[antlr-interest] Stripping Tokens, Skipping leading text

Fri May 8 16:48:41 PDT 2009

At 11:33 9/05/2009, Christian Schladetsch wrote:
>My attempts so far have failed:
>
>     CODE_BLOCK: '[[' (options{greedy=false;}:.)* ']]' ;
>
>This correctly parses the entire token, but the token value in 
>the lexer contains the enclosing delimiters '[[' and ']]'

CODE_BLOCK: '[[' .* ']]' { setText($text.substring(2, 
$length.length()-4)); };

(Minor variation needed to make it C#, but that should give you 
the general idea.)

>While I'm here, I have a similar problem.
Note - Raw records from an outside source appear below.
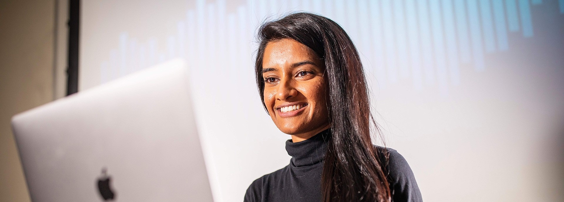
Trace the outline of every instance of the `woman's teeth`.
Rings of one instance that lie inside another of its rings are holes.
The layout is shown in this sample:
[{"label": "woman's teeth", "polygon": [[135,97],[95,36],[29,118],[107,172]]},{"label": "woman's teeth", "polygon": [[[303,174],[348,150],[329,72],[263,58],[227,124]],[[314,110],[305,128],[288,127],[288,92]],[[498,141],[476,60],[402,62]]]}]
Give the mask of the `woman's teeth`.
[{"label": "woman's teeth", "polygon": [[282,112],[291,112],[294,110],[298,110],[301,109],[303,107],[305,107],[305,104],[293,105],[291,106],[281,107],[280,111],[282,111]]}]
I'd like to skip all 
>input until a starting token is found:
>
>     any text here that is not parsed lah di dah /** text here is 
> parsed **/ no text parsing here

You might want to look into filter lexers, or island 
grammars.  But anyway:

START
   : ( ~'/'
     | '/' ~'*'
     | '/*' ~'*'
     )*
     '/**'
   ;

This sort of thing is dangerous, though; there's a very good 
probability that it will mess up the contents of what you're 
trying to parse as well.

A better solution is to match the whole /** (anything) **/ 
sequence as a single lexer token, and then run another 
lexer/parser over the result -- ie. an island grammar.